Após almoçarmos fomos fazer o tradicional reconhecimento do espaço onde estava sendo instalado o X Congresso Latino Americano de Anestesiologia. Era um dos mais tradicionais locais de eventos de La Paz. No balcão destinado às inscrições pegamos o nosso material. Com detalhes, toda a programação científica. Nela, em destaque, a palestra da noite de abertura. Que seria proferida por um convidado muito especial, o Professor Dr. Danilo Freire Duarte.
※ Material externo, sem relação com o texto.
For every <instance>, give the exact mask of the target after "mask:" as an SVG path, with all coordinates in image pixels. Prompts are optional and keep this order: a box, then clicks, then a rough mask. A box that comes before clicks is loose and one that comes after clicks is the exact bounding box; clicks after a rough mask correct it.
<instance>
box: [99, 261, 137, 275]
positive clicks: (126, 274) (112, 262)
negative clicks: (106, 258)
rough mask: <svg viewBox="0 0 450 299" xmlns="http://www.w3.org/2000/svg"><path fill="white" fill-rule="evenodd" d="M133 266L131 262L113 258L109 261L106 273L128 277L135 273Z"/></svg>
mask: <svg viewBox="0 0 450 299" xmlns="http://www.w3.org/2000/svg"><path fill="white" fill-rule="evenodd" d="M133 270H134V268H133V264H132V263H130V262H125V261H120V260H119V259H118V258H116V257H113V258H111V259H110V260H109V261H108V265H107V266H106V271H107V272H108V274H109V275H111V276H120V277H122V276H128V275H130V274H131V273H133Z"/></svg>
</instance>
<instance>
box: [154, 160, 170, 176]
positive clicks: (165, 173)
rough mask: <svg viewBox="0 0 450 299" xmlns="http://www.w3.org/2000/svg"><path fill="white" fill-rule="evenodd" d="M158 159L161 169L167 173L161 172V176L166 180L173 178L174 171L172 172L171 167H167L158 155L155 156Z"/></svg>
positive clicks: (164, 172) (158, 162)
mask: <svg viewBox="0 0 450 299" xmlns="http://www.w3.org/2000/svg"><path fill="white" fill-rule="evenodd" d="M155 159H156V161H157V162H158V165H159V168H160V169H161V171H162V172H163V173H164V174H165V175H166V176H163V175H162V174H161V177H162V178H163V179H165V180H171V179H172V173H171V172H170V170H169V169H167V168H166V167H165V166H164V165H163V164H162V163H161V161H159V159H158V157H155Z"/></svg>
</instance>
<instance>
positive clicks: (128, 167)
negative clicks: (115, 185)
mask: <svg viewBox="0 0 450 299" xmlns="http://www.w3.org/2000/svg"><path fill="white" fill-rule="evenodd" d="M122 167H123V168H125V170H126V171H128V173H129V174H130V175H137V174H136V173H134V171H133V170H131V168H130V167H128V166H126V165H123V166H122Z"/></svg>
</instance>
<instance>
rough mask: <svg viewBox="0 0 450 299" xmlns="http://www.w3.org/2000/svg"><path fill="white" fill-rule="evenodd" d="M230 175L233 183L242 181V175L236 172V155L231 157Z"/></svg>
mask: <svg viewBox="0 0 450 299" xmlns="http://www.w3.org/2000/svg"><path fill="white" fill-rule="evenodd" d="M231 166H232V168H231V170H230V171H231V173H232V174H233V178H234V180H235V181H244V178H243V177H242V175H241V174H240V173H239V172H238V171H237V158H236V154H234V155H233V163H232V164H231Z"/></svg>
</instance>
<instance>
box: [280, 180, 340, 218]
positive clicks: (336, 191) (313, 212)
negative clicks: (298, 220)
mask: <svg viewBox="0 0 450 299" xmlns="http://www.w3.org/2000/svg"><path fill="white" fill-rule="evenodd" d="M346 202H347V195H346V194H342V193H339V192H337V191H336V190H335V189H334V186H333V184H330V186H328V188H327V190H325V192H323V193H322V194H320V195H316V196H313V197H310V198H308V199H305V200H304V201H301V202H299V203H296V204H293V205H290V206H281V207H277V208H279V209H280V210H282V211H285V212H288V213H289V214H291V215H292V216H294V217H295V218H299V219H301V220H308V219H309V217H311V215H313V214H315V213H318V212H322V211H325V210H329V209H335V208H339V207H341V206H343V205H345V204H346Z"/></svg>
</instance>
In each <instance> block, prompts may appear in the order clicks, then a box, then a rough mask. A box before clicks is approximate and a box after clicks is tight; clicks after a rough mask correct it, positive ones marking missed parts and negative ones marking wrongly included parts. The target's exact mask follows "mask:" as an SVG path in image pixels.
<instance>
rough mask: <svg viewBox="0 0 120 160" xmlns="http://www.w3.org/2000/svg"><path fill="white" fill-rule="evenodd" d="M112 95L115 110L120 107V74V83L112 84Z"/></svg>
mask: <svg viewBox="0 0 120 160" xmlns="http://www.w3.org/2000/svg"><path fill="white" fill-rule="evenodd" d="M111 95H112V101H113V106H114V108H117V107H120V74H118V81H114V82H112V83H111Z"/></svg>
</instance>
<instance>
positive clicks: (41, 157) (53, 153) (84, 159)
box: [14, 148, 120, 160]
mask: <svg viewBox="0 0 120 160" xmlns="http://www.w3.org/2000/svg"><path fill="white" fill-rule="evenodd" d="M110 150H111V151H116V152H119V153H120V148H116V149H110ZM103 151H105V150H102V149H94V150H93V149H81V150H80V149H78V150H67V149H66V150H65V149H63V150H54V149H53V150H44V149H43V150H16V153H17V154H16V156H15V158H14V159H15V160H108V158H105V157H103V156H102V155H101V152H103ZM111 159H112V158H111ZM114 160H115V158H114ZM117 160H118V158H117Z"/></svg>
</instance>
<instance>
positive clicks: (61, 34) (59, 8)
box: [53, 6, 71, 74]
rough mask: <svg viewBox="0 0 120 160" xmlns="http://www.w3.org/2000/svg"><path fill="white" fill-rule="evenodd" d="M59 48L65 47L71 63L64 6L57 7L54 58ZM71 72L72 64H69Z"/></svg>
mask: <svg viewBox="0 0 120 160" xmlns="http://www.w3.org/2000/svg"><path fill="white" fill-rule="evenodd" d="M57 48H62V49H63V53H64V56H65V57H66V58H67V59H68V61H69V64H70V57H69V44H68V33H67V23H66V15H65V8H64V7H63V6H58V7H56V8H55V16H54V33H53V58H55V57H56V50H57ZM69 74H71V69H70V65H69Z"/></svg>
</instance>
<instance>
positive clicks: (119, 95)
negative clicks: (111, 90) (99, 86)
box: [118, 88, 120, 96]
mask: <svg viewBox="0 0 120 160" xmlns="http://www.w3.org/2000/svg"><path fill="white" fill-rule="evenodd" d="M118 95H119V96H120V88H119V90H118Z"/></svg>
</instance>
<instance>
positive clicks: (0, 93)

Constavam da pasta, ainda, alguns regalos da Bolívia. E logo fui ver a programação social. Onde, anexado já se encontrava um convite para um jantar naquela noite.

 

 

Danilo ficou no recinto do Congresso, pois logo teria início importante reunião de uma das comissões da CLASA, da qual era ele o presidente. Laura e eu fomos fazer nosso primeiro reconhecimento pela tarde de La Paz.

 

Igreja de São Francisco

 

 

 

 

 

 

 

 

 

 

 

 

 

 

 

 

 

 

Saímos a vagar, lentamente, é claro, pelas ruas, olhando a tudo com a maior curiosidade. A intenção principal era a de conhecermos a Igreja de São Francisco. Que é o principal monumento do período colonial.

 

 

O portal dela é uma obra de arte única. Esculpido em pedra. Seu estilo arquitetônico é o chamado barroco mestiço. Consta ser um estio decorativo híbrido feito por mãos indígenas ainda na época da colonização espanhola.

 

 

Na tarde silenciosa ficamos admirando o seu interior. Que lembrava mesmo o do grande pastor que pregava aos passarinhos. E agradecemos a ele por podermos estar ali, naquele lugar tão místico.

 

 

À noite nossos anfitriões foram nos buscar no hotel. Alguns anestesistas bolivianos eu conhecera em congressos nossos, brasileiros. Foi na casa de um deles que terminamos aquele nosso primeiro dia em solo boliviano, um dia que fora de intensas correrias, um dia de mudanças drásticas de altitude. No decorrer do jantar falei para os amigos bolivianos que estava me sentindo muito bem, sem o sono que deveria tomar conta de mim, uma vez que, na noite anterior, ainda em Lima, eu pouco dormira. Dei créditos à altitude local por estar assim tão disposta. Foi, então, que a esposa de um anestesista de La Paz, que estivera participando de um congresso nosso em Guarapari, encontrou a explicação para o sono intenso que naquela praia a dominara, em todos os dias em que lá permanecera.

 

 

 

É! A altitude foi minha amiga. Pude desfrutar de muito mais horas acordada, sem a preocupação de depois começar a cochilar nas escurecidas salas no decorrer das palestras e mesas redondas.